Die Gewerkschaftslinke wird dem erneut einsetzenden Prozess der Resignation nur dann gegensteuern können, wenn sie organisiert an folgende Aufgaben geht:

· Unmissverständlich die volle Wahrheit über den Abschluss vermitteln.

· Eine bundesweite Vernetzung aller kritischen Kräfte, die jetzt z. B. Protestresolutionen verabschiedet haben, in Gang setzen, um in Zukunft besser auf ein Austricksen der Tarifkommission und ähnliches reagieren zu können.

· Den Kampf aufnehmen für einen höheren Abschluss in Berlin und wo sonst noch Kommunen aus dem sogenannten "Arbeitgeberverband" austreten.

Clarissa L

 

Das tatsächliche Ergebnis

Das magere Gesamtergebnis von deutlich unter 1% Lohnerhöhung umgerechnet auf 1 Jahr rechnet sich wie folgt:

25 Monate x 2,4% (=60 Punkte) + 13 x 1 (13 P.) + 9 x 1 (9P.). Dies ergibt über die Gesamtlaufzeit (27 Monate) eine nominelle Erhöhung von 3,03 %. Hiervon die ebenfalls vereinbarte Halbierung der Lebensaltersstufenerhöhung (wirksam für ein Jahr) abgezogen, ergibt durchschnittlich 2,48%. Werden die beiden Einmalzahlungen, die allerdings nicht in die Tabelle eingehen, mitgerechnet sind wir bei 2,57%. Werden diese dann auf 12 Monate umgerechnet sind es 1,1% (bei KollegInnen, die nicht von der Halbierung betroffen sind: 1,35%).

Hiervon ist der Effekt der ersatzlosen Streichung des Arbeitszeitverkürzungstages (AZV) abzuziehen, nämlich 0,45%, so dass wir für praktisch alle Beschäftigtengruppen auf eine durchschnittliche jährliche Lohn-/Gehaltserhöhung von unter einem Prozent kommen, nämlich zwischen 0,65 und maximal 0,9 Prozent. (Tabellenwirksam sind nur – je nach Beschäftigtengruppe – zwischen 0,55 und 0,8%).

Die Kommunen haben die Kosteneinsparung für den AZV offiziell nicht mitgerechnet und kommen auf eine "Mehrbelastung" von gerade mal 1,2%. Dies zeigt wie richtig unsere Rechnung und wie falsch die Rechnung der ver.di-Führung ist.

Unterschlagen dürfen wir den AZV nicht nur nicht aus Gründen der tatsächlich eingesparten Kosten und des Wegfalls eines freien Tages. Der AZV entspricht bei mindestens 3 Millionen Betroffenen immerhin einer Erhöhung der Arbeitslosenzahl von 13500. Wie konkret dies ist, hat der Oberbürgermeister von Nürnberg schon vorgerechnet. Er will wegen dieses Bestandteils des Tarifvertrages im nächsten Jahr 33 Stellen streichen!

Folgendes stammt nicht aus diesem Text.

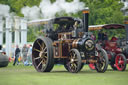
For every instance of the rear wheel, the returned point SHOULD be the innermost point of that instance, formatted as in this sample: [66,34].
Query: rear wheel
[91,66]
[112,63]
[42,55]
[102,61]
[73,62]
[120,62]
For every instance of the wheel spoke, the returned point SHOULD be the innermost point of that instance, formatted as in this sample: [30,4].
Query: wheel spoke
[39,44]
[39,64]
[37,50]
[36,58]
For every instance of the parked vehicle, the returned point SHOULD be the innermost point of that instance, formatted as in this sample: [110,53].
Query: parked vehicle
[116,48]
[67,41]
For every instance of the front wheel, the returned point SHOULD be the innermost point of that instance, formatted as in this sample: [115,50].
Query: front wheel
[102,61]
[42,54]
[73,62]
[120,62]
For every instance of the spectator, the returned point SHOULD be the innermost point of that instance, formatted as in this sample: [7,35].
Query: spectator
[29,57]
[100,35]
[17,54]
[24,53]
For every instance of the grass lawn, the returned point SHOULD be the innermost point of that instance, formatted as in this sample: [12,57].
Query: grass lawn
[27,75]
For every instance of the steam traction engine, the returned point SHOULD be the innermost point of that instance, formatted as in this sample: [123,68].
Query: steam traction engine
[70,44]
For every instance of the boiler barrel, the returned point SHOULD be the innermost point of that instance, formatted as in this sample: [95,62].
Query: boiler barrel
[4,60]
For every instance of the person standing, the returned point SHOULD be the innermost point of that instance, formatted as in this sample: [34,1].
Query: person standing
[24,53]
[17,54]
[29,57]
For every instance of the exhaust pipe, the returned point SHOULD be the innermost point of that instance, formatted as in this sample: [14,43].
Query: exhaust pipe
[85,19]
[126,27]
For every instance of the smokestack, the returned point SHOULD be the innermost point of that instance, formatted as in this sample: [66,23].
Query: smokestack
[85,19]
[126,27]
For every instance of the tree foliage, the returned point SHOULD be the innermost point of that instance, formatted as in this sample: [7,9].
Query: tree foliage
[101,11]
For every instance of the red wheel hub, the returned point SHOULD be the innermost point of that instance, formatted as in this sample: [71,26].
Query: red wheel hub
[119,62]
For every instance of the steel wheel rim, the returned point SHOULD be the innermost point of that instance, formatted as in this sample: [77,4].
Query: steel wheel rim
[72,62]
[120,64]
[41,57]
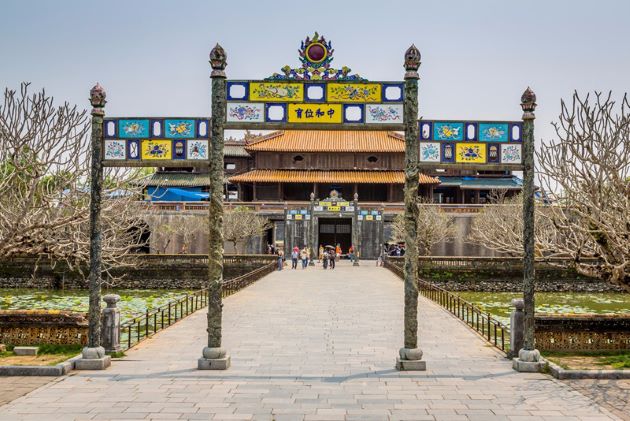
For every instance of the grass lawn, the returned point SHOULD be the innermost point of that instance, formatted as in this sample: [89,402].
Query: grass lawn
[47,355]
[612,360]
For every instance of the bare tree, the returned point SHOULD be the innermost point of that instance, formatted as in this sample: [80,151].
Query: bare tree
[241,223]
[585,172]
[434,226]
[589,166]
[44,193]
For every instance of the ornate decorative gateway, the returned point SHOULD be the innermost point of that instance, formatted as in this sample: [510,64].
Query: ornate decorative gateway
[314,96]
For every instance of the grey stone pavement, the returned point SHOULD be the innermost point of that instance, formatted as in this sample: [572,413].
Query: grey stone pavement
[311,345]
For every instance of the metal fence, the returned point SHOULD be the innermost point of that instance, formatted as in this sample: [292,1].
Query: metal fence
[492,330]
[482,322]
[135,330]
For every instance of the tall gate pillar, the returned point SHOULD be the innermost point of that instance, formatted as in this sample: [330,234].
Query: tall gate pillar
[214,357]
[410,356]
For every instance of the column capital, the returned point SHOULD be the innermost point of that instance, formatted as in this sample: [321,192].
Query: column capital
[218,61]
[528,104]
[412,62]
[97,100]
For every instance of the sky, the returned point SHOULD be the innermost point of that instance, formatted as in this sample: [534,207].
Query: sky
[477,56]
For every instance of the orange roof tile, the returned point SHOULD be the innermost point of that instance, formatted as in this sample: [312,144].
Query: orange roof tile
[318,176]
[329,141]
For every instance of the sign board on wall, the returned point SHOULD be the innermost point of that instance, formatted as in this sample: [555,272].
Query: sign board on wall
[472,143]
[156,141]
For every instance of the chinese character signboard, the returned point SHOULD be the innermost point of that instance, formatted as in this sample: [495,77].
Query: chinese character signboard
[263,103]
[155,141]
[472,143]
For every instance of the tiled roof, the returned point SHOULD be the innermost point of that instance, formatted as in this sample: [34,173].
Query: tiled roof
[482,183]
[305,176]
[235,151]
[173,179]
[329,141]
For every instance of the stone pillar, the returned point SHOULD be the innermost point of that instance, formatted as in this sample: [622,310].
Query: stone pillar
[311,233]
[214,357]
[356,231]
[110,319]
[516,327]
[528,356]
[410,356]
[93,356]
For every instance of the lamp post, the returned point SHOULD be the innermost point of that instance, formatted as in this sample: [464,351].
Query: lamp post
[410,356]
[214,357]
[528,357]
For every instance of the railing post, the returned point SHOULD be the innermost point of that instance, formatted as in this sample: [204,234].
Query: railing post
[517,327]
[110,324]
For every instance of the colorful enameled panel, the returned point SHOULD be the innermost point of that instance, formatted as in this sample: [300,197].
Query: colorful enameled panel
[315,113]
[353,92]
[179,129]
[276,92]
[383,113]
[246,112]
[448,131]
[430,152]
[493,132]
[133,129]
[470,153]
[511,154]
[115,150]
[197,149]
[156,149]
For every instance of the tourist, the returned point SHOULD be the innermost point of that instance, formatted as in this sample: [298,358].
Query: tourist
[280,259]
[295,254]
[304,257]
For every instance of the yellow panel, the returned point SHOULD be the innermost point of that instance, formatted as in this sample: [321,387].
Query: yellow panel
[472,153]
[315,113]
[276,91]
[157,149]
[354,92]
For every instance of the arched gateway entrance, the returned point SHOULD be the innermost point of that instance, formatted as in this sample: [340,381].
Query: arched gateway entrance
[314,96]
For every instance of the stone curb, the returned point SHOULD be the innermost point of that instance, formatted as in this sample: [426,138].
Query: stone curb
[60,369]
[564,374]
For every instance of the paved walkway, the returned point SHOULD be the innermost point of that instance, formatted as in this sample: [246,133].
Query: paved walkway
[311,345]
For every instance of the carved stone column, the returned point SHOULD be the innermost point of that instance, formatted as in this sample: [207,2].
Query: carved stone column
[111,324]
[93,356]
[528,357]
[214,356]
[356,230]
[410,356]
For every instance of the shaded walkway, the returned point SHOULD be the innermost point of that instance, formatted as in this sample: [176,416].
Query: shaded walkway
[311,345]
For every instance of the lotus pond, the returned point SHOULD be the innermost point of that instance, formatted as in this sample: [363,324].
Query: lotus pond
[132,301]
[498,303]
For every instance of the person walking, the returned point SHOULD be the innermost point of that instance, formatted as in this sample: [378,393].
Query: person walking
[280,259]
[304,257]
[294,256]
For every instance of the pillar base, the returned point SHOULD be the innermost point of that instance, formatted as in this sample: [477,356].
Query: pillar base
[214,359]
[214,364]
[93,359]
[410,359]
[528,361]
[410,365]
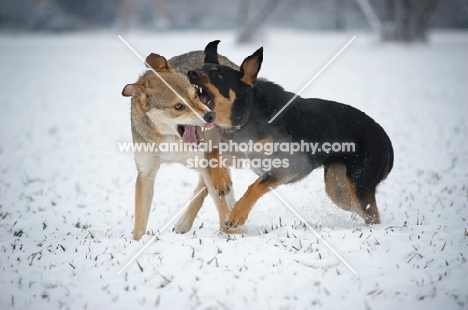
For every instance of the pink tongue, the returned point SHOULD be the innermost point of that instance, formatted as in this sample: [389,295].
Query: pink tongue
[190,135]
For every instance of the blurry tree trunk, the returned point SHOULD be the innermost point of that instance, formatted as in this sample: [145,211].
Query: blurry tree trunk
[250,24]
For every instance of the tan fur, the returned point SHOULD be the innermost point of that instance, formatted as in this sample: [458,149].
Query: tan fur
[154,119]
[242,208]
[341,191]
[220,175]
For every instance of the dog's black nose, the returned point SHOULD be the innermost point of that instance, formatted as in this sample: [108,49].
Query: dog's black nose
[193,74]
[209,117]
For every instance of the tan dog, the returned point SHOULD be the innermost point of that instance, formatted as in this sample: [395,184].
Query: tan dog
[158,116]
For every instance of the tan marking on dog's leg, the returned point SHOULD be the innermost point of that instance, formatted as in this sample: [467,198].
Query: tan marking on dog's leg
[342,192]
[185,222]
[219,174]
[223,204]
[371,211]
[337,187]
[242,208]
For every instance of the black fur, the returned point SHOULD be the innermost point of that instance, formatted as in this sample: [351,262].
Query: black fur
[311,120]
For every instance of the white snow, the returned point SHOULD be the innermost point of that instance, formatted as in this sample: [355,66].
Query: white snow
[66,192]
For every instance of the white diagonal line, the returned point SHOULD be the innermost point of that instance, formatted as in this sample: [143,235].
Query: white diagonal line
[159,232]
[161,78]
[312,79]
[313,230]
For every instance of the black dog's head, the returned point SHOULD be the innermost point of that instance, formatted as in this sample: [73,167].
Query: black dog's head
[226,91]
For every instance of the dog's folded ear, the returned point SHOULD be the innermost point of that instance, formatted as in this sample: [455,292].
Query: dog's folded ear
[251,66]
[211,53]
[134,90]
[158,63]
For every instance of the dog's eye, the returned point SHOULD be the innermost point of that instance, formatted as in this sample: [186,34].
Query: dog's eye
[179,106]
[217,75]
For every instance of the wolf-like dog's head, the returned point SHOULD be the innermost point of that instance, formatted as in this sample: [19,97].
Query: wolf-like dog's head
[225,90]
[168,102]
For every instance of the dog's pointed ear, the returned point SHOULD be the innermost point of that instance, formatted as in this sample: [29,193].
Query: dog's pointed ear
[134,90]
[211,53]
[158,63]
[251,66]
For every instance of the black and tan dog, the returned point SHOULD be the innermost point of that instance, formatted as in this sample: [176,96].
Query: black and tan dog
[244,105]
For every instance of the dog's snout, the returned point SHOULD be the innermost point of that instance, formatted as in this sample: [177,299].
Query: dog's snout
[209,117]
[194,74]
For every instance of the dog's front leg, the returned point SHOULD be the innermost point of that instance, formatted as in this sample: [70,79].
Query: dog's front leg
[242,208]
[185,222]
[147,167]
[220,176]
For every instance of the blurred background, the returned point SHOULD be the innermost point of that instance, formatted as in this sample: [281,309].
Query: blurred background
[391,20]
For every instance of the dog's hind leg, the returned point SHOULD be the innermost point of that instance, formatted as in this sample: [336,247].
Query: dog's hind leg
[185,222]
[147,168]
[242,208]
[342,191]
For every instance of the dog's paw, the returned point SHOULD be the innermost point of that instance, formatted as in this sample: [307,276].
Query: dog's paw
[236,218]
[182,226]
[221,180]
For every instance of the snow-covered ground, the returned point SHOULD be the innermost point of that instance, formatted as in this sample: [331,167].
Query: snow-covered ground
[66,192]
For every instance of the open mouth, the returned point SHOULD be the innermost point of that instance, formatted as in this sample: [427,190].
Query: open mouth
[204,96]
[192,134]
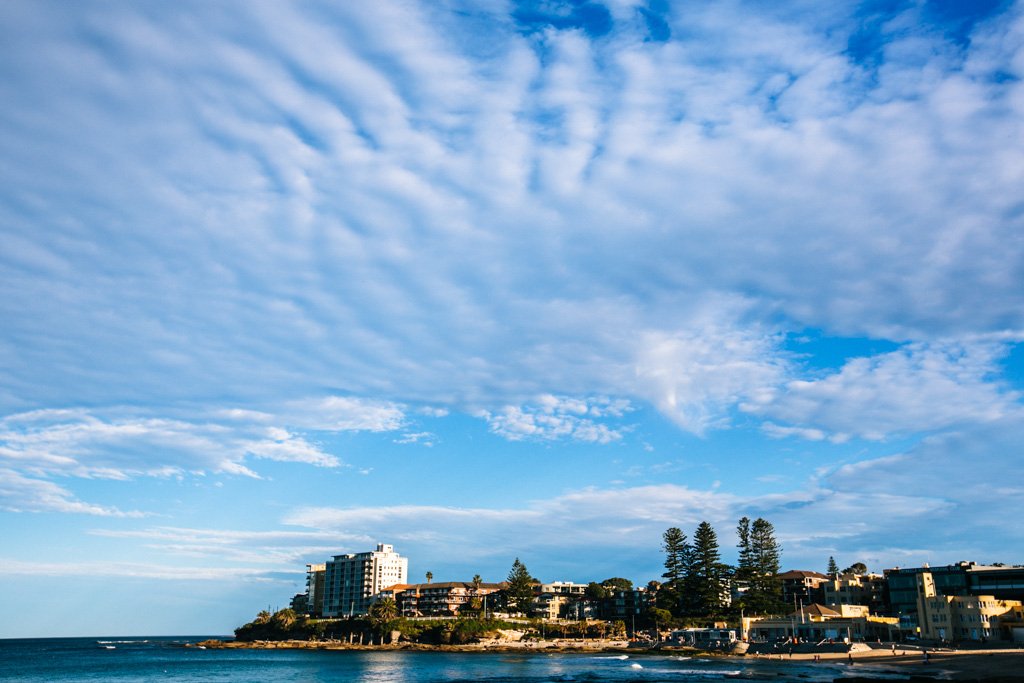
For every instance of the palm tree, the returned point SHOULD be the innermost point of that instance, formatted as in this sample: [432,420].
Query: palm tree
[384,610]
[474,602]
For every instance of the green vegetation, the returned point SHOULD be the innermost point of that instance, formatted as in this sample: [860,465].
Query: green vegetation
[520,588]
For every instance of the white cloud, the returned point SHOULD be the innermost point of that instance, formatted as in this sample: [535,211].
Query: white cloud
[139,570]
[695,379]
[554,418]
[919,388]
[285,550]
[20,494]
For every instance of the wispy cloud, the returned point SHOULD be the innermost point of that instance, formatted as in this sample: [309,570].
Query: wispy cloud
[919,388]
[553,418]
[22,494]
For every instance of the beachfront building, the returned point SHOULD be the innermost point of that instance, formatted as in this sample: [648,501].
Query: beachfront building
[315,574]
[856,589]
[801,587]
[816,623]
[351,581]
[439,599]
[906,586]
[965,617]
[564,588]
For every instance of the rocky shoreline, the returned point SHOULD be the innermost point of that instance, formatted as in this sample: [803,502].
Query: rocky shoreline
[1004,666]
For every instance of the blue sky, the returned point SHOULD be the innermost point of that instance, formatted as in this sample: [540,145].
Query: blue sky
[498,280]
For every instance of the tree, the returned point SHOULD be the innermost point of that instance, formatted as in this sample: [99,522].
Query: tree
[707,573]
[676,556]
[520,587]
[617,584]
[765,592]
[744,564]
[285,619]
[383,610]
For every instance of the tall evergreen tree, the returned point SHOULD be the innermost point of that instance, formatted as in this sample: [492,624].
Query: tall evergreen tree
[744,565]
[520,588]
[765,592]
[677,562]
[707,572]
[676,555]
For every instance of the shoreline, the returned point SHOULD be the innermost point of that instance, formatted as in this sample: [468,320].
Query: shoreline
[992,666]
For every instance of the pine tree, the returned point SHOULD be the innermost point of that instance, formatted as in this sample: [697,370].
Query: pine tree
[744,565]
[520,588]
[677,561]
[707,572]
[765,592]
[676,555]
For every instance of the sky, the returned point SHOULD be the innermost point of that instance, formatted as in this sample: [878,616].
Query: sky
[487,280]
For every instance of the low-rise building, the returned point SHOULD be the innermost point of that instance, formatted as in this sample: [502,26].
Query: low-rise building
[977,617]
[801,587]
[816,623]
[439,599]
[962,579]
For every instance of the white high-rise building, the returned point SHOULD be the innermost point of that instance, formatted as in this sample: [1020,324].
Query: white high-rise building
[352,580]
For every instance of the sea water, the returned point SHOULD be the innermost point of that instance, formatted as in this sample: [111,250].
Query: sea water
[138,659]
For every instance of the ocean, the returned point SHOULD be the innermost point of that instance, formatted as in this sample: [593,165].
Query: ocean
[138,659]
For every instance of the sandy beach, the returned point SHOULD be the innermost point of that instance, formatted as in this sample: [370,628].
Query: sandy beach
[991,666]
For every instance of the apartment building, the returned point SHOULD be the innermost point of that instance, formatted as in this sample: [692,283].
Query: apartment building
[856,589]
[801,587]
[315,574]
[351,581]
[965,617]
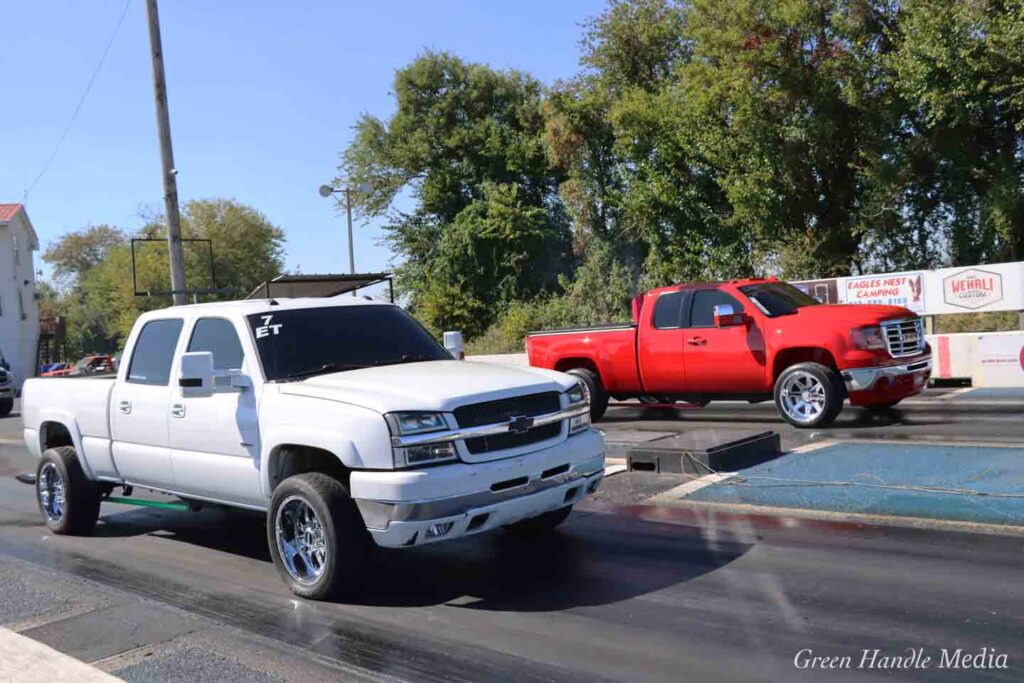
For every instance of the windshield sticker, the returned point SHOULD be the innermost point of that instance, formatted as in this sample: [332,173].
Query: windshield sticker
[266,329]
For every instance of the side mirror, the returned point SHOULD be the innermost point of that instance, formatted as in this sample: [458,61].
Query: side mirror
[197,375]
[455,345]
[726,317]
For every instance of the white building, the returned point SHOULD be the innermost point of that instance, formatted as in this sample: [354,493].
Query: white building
[18,312]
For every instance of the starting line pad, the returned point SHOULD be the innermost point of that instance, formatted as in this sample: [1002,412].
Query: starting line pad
[829,478]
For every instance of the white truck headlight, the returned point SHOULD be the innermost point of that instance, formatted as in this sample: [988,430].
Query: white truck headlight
[578,396]
[406,424]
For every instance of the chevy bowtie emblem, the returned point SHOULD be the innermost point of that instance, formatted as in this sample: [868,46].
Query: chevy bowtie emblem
[520,423]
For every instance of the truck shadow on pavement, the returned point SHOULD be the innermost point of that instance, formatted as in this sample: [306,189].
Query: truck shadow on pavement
[594,559]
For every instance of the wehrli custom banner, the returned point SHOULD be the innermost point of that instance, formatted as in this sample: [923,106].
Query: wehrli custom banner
[995,287]
[905,290]
[1001,358]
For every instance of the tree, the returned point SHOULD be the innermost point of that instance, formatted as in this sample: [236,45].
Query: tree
[79,251]
[466,142]
[98,300]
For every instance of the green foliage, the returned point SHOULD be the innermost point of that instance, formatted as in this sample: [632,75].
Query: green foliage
[95,266]
[704,140]
[466,142]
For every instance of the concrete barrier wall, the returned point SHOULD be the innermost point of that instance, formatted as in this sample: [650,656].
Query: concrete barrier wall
[988,359]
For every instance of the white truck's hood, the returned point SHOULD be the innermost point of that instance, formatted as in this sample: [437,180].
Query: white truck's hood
[437,385]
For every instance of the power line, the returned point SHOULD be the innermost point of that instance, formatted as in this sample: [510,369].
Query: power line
[81,101]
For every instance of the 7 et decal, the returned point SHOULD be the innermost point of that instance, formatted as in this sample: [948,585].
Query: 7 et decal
[266,329]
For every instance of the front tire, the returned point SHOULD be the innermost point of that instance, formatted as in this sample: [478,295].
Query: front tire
[808,395]
[68,500]
[595,391]
[541,524]
[317,540]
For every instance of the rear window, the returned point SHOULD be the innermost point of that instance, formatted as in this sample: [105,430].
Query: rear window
[668,310]
[154,352]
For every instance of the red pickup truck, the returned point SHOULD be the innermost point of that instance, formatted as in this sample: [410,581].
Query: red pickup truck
[750,340]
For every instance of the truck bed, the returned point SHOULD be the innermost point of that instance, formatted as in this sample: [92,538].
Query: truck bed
[608,347]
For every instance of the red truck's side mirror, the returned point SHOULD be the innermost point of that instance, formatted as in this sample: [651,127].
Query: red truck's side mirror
[726,317]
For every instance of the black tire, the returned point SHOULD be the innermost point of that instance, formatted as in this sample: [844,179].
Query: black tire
[345,540]
[80,508]
[540,525]
[823,384]
[598,396]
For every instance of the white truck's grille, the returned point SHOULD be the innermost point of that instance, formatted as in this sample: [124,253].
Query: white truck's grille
[904,338]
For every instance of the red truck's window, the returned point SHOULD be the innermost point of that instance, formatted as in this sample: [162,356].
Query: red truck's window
[668,311]
[702,312]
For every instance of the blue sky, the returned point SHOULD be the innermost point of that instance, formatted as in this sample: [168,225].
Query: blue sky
[262,98]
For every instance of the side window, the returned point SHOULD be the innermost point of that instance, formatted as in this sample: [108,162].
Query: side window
[217,336]
[154,353]
[702,311]
[668,310]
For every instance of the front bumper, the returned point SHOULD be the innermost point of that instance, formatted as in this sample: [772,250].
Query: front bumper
[411,508]
[909,378]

Rückstand vergrössert sich

Selbst nach gewerkschaftsoffiziellen Angaben beträgt die Einkommensdifferenz des Öffentlichen Dienstes gegenüber anderen Branchen heute schon 7%. Nach den Erhebungen des Tarifarchivs des WSI lagen seit 1991 nur in zwei Jahren die Erhöhungen im ÖD auf demselben Niveau wie in der Gesamtwirtschaft. Für den Zeitraum des jetzt vereinbarten Tarifabschlusses, dürften damit noch mal mindestens 4-5 Prozent dazukommen.

C.L.

Prozessvereinbarung

In der "Prozessvereinbarung" wurde beschlossen über folgende Punkte zu verhandeln (Auszug): Aufgaben- und Leistungsorientierung; Straffung, Vereinfachung und Transparenz; "Die Intention der Neugestaltung des Tarifrechts beinhaltet auch die Flexibilisierung der Arbeitszeit sowie die Erhaltung und Stärkung der Wettbewerbsfähigkeit der öffentlichen Wirtschaft..."

Diese Verhandlungen zur "Modernisierung" des Öffentlichen Dienstes bergen besondere Gefahren: Sie werden außerhalb der "regulären" Tarifrunde geführt, weitgehend abgeschirmt von der Öffentlichkeit. Die Mitglieder der Tarifkommission müssen also gedrängt werden, den Verhandlungsverlauf öffentlich zu machen. Protestieren sollten wir auch dagegen, dass wir z. B. zukünftig unser Geld erst am Ende des Monats erhalten, also dem Staat über mehrere Wochen zinslos Kredit geben. Keine weiteren Kompensationen! Schluss mit den Verhandlungen zur "Modernisierung" des Öffentlichen Dienstes!